Bilhões gastos, mas os danos persistem

Apesar dos quase R$ 800 milhões que a mineradora Samarco alega ter aplicado em ações ambientais desde 2018 – incluindo reflorestamento, cercamento de nascentes e monitoramento da qualidade da água e dos sedimentos –, para quem vive nas margens do Rio Doce, esses números não se traduzem em resultados tangíveis. A empresa informa que 41 mil hectares já foram cercados e mais de 3,7 mil nascentes protegidas.

Entretanto, a confiança na qualidade da água fornecida continua sendo uma preocupação central para os moradores. Dados do Registro Familiar, levantamento da Aedas para caracterizar os núcleos familiares e a extensão dos danos, revelam que cerca de 93,93% das pessoas atingidas não confiam na qualidade da água do Rio Doce, principal fonte de abastecimento de diversos distritos, como Cachoeira Escura, em Belo Oriente (MG).

Maria Rosa, professora aposentada e membro da Comissão de Atingidas e Atingidos do município, compartilha essa desconfiança. "A bomba que faz a captação para o reservatório da Copasa fica diretamente dentro do Rio Doce. Quando o rio está assoreado vai uma máquina lá para mover a areia, para tirar a areia, para entrar água para captar. Então pega aquela água barrenta e aquela água ali é decantada… e depois levada para a nossa residência. Cheia de minério! Como confiar?", questiona.

Isac Pereira, pescador e morador de Itueta, cidade do Leste de Minas Gerais triplamente atingida pelo desastre, reforça a fala de Maria Rosa. "Nós estamos há quase dez anos lutando pela reparação dos nossos danos. A pesca continua inviável, a agricultura foi desestruturada, e ninguém consegue confiar na água que chega nas nossas casas. O que adianta dizer que reflorestaram terrenos se o rio continua morrendo?", indaga.

Vanessa Rodrigues também alerta que os danos acumulados têm um reflexo direto na saúde física e mental da população, com um aumento preocupante de doenças associadas à contaminação ambiental e à instabilidade socioeconômica. "Tal cenário configura uma grave violação de direitos humanos, ambientais e territoriais, evidenciando o prolongamento da injustiça socioambiental vivida pelas populações atingidas desde o rompimento da barragem de Fundão", conclui.

O papel da assessoria técnica independente (ATI) e os desafios futuros

Nos últimos dois anos, a Assessoria Técnica Independente Aedas tem desempenhado um papel crucial no acolhimento e encaminhamento de demandas socioambientais.
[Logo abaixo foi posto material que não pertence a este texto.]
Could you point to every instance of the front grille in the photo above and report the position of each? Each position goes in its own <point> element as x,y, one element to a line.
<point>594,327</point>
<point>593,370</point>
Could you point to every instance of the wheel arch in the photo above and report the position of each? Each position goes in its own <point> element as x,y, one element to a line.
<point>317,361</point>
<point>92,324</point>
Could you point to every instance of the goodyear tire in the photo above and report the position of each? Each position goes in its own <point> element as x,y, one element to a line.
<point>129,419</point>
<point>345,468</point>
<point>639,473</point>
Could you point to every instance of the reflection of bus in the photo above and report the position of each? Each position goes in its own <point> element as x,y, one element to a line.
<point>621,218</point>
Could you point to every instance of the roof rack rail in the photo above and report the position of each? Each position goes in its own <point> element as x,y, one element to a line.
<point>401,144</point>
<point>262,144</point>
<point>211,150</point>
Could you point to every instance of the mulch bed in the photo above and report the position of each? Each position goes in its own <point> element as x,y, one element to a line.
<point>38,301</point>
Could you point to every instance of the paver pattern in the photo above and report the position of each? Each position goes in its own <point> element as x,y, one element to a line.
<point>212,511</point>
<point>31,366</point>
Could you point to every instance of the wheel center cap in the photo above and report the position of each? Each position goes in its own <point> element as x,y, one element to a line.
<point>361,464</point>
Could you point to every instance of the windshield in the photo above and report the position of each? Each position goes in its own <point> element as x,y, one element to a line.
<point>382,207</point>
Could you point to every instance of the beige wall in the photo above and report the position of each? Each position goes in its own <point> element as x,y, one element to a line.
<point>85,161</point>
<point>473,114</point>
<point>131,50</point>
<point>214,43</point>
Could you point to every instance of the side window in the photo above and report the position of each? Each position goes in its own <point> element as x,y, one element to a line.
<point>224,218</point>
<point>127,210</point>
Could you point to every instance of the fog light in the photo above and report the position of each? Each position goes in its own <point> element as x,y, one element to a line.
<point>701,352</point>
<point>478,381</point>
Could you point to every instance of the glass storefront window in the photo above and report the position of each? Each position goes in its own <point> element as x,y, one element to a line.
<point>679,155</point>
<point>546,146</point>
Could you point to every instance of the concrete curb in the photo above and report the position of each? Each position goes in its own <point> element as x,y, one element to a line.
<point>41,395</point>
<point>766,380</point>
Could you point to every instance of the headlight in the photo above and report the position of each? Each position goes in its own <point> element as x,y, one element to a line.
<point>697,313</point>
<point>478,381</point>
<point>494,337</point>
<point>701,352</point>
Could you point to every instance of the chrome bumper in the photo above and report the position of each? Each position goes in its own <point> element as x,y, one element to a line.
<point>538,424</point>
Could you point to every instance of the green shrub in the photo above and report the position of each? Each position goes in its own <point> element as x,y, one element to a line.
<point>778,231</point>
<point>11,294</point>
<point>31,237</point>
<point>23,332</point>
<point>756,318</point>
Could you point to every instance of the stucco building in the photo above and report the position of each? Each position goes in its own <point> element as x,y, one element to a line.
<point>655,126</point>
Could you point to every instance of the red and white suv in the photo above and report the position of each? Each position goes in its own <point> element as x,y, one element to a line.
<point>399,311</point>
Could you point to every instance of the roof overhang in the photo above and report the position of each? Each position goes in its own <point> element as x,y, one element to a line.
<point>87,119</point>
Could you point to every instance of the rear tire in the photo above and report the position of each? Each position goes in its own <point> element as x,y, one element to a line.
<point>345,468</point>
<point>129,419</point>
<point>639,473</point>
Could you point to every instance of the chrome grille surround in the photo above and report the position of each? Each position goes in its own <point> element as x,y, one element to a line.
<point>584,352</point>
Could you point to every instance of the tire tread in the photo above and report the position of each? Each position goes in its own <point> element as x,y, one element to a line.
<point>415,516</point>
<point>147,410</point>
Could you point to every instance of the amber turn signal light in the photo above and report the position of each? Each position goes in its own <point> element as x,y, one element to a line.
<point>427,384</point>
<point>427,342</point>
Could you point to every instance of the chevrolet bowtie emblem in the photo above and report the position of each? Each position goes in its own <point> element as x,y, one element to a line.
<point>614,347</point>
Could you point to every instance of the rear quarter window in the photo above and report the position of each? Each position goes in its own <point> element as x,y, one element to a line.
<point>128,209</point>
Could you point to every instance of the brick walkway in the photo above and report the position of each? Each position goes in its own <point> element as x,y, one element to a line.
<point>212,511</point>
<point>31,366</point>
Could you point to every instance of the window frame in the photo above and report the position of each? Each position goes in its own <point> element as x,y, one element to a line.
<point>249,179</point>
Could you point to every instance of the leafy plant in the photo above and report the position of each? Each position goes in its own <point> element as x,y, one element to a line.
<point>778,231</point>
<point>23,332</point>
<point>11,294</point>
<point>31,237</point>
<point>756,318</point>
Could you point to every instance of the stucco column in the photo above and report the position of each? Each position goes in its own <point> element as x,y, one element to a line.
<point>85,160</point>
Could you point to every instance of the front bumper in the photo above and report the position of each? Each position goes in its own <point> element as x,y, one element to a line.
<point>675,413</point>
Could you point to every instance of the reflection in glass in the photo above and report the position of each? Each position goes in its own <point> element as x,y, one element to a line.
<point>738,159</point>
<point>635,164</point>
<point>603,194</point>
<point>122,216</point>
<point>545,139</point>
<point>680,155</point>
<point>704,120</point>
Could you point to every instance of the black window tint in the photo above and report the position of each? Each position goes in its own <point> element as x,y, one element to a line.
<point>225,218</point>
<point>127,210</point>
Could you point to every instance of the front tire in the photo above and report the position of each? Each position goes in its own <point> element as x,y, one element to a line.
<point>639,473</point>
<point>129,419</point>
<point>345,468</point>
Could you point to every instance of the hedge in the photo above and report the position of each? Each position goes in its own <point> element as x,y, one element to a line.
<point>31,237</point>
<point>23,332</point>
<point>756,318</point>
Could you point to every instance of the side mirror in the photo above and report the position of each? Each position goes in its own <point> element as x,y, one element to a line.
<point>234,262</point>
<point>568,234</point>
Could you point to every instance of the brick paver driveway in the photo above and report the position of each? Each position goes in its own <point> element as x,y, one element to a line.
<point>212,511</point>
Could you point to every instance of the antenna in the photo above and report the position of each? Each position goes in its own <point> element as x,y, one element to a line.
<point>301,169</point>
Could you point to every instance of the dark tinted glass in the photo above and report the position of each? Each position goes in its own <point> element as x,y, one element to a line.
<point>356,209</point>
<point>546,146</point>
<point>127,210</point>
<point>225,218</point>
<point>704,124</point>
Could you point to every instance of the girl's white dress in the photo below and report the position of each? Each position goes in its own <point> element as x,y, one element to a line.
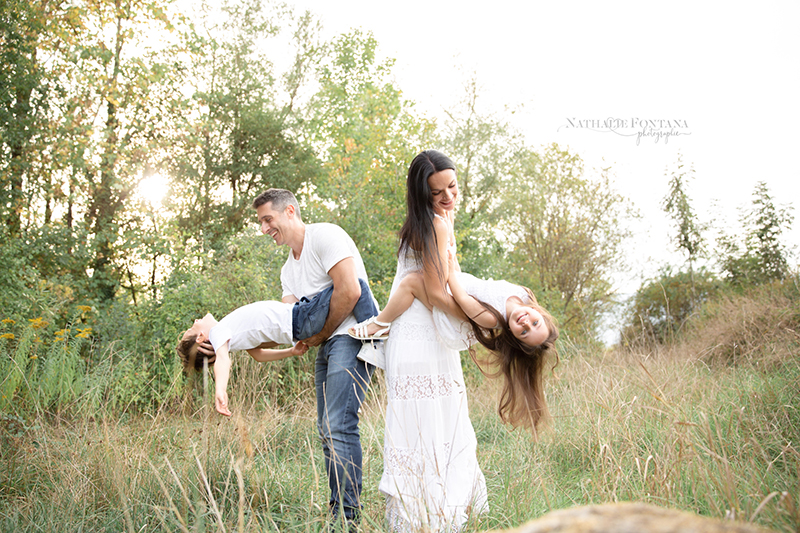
<point>431,476</point>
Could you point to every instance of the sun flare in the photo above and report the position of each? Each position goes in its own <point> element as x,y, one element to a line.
<point>153,189</point>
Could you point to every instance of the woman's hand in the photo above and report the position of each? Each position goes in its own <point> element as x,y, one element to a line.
<point>452,264</point>
<point>221,403</point>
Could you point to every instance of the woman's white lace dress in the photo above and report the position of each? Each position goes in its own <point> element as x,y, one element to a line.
<point>431,476</point>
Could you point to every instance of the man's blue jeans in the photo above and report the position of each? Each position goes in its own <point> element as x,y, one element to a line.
<point>309,316</point>
<point>341,382</point>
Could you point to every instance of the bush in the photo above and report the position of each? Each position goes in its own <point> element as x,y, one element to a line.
<point>661,307</point>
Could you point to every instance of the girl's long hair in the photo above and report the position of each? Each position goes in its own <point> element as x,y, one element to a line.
<point>522,400</point>
<point>417,230</point>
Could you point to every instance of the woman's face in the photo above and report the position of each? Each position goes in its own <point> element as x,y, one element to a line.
<point>527,325</point>
<point>444,190</point>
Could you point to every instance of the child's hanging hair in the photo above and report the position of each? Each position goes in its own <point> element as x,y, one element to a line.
<point>522,401</point>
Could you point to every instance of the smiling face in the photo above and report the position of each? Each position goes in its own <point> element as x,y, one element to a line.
<point>528,325</point>
<point>444,190</point>
<point>274,223</point>
<point>200,328</point>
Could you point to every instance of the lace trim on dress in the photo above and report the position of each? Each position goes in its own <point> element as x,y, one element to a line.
<point>396,517</point>
<point>410,462</point>
<point>425,387</point>
<point>417,332</point>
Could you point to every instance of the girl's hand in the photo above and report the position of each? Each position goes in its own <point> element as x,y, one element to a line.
<point>221,403</point>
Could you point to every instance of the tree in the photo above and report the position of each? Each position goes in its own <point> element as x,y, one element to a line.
<point>243,139</point>
<point>368,136</point>
<point>23,103</point>
<point>763,256</point>
<point>677,205</point>
<point>566,232</point>
<point>662,305</point>
<point>486,152</point>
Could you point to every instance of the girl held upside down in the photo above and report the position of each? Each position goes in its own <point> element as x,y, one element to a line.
<point>503,317</point>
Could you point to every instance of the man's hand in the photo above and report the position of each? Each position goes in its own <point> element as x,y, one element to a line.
<point>206,349</point>
<point>221,403</point>
<point>300,348</point>
<point>314,340</point>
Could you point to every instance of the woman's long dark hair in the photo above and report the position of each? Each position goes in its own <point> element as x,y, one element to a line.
<point>522,401</point>
<point>417,230</point>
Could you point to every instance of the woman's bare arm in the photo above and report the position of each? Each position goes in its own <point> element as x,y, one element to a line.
<point>435,273</point>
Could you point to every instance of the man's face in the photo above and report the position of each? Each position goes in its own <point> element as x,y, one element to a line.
<point>273,223</point>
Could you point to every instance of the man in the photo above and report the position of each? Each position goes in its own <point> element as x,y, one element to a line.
<point>322,255</point>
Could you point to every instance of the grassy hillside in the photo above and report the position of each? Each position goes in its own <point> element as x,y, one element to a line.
<point>709,424</point>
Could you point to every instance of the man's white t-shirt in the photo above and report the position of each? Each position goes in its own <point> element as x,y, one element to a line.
<point>324,245</point>
<point>252,325</point>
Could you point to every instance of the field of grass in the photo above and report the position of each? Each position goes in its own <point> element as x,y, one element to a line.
<point>718,439</point>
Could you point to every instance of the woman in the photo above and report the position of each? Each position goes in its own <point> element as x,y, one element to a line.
<point>505,318</point>
<point>431,476</point>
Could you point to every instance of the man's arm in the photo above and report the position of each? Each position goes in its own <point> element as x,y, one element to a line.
<point>264,355</point>
<point>346,292</point>
<point>222,371</point>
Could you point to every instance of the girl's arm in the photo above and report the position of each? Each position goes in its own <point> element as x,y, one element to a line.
<point>436,285</point>
<point>471,307</point>
<point>264,355</point>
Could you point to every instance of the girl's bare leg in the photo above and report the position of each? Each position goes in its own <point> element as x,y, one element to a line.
<point>412,287</point>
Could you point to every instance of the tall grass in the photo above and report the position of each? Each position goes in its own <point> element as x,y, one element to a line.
<point>721,442</point>
<point>685,426</point>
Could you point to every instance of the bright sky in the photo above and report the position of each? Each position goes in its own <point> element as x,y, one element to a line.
<point>728,72</point>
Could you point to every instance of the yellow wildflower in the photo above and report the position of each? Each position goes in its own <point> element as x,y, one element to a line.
<point>37,323</point>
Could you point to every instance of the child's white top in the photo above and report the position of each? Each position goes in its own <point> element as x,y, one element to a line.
<point>458,334</point>
<point>254,324</point>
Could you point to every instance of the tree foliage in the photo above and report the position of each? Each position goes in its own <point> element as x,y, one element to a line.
<point>567,231</point>
<point>662,306</point>
<point>486,151</point>
<point>677,205</point>
<point>762,257</point>
<point>367,134</point>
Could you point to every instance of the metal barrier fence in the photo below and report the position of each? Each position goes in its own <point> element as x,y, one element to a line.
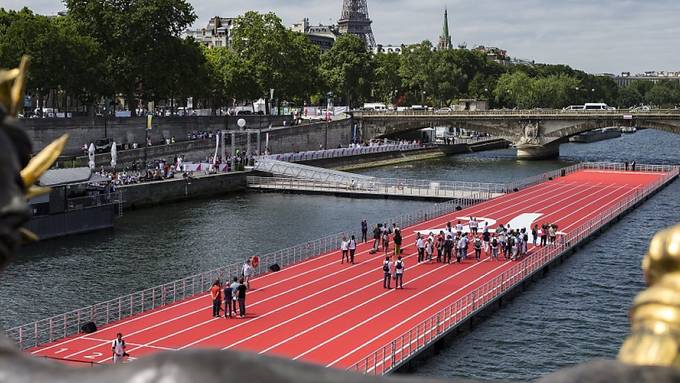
<point>340,152</point>
<point>412,341</point>
<point>394,187</point>
<point>537,113</point>
<point>68,324</point>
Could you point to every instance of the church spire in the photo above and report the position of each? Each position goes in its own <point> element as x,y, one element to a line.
<point>445,38</point>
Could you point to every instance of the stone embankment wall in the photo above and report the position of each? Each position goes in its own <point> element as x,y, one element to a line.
<point>162,192</point>
<point>84,130</point>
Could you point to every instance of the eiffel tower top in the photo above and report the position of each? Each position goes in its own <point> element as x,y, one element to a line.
<point>354,19</point>
<point>445,37</point>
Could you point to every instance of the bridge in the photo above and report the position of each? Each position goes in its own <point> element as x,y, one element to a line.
<point>536,134</point>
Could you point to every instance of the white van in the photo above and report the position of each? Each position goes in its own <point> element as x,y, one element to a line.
<point>375,106</point>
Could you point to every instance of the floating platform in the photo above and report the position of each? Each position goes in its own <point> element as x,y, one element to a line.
<point>338,315</point>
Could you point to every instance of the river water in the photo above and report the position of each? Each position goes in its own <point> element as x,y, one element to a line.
<point>578,312</point>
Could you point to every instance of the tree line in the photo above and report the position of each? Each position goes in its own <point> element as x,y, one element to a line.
<point>134,49</point>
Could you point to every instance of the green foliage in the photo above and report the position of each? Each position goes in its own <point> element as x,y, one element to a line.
<point>347,69</point>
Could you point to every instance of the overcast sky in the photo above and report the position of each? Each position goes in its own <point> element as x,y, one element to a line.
<point>596,36</point>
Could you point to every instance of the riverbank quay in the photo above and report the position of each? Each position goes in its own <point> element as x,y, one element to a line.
<point>154,193</point>
<point>343,322</point>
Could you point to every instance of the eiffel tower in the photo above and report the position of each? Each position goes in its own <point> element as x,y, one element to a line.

A assessoria analisa qual ator do processo reparatório – sejam as Instituições de Justiça (IJs), a Fundação Renova, ou as Câmaras Técnicas do Comitê Interfederativo (CIF) – está mais apto a atender às necessidades das pessoas atingidas. Essas demandas são, em grande parte, identificadas e debatidas em espaços participativos criados junto às comunidades, como os Grupos de Atingidos e Atingidas (GAAs), os Grupos de Agentes Multiplicadores (AGMs) e as Comissões de Atingidos e Atingidas.

Com o novo processo reparatório, os anexos 16, 17 e 18 – que abordam diretamente as questões socioambientais – terão uma governança própria. No entanto, esses novos espaços e atores ainda estão em fase de estruturação. Neste momento, a Aedas acompanha a execução das ações previstas nesses anexos e o processo de definição e consolidação de suas respectivas governanças. Além disso, a assessoria continua a encaminhar as demandas socioambientais relacionadas ao período de transição e encerramento das atividades da Fundação Renova, especialmente no que se refere às ações e obrigações que ainda precisam ser cumpridas antes de sua liquidação.

A entrega do Plano de Recuperação Ambiental em julho de 2025 é aguardada com apreensão, mas também com a esperança de que, finalmente, a reparação integral e a participação efetiva das comunidades se tornem realidade.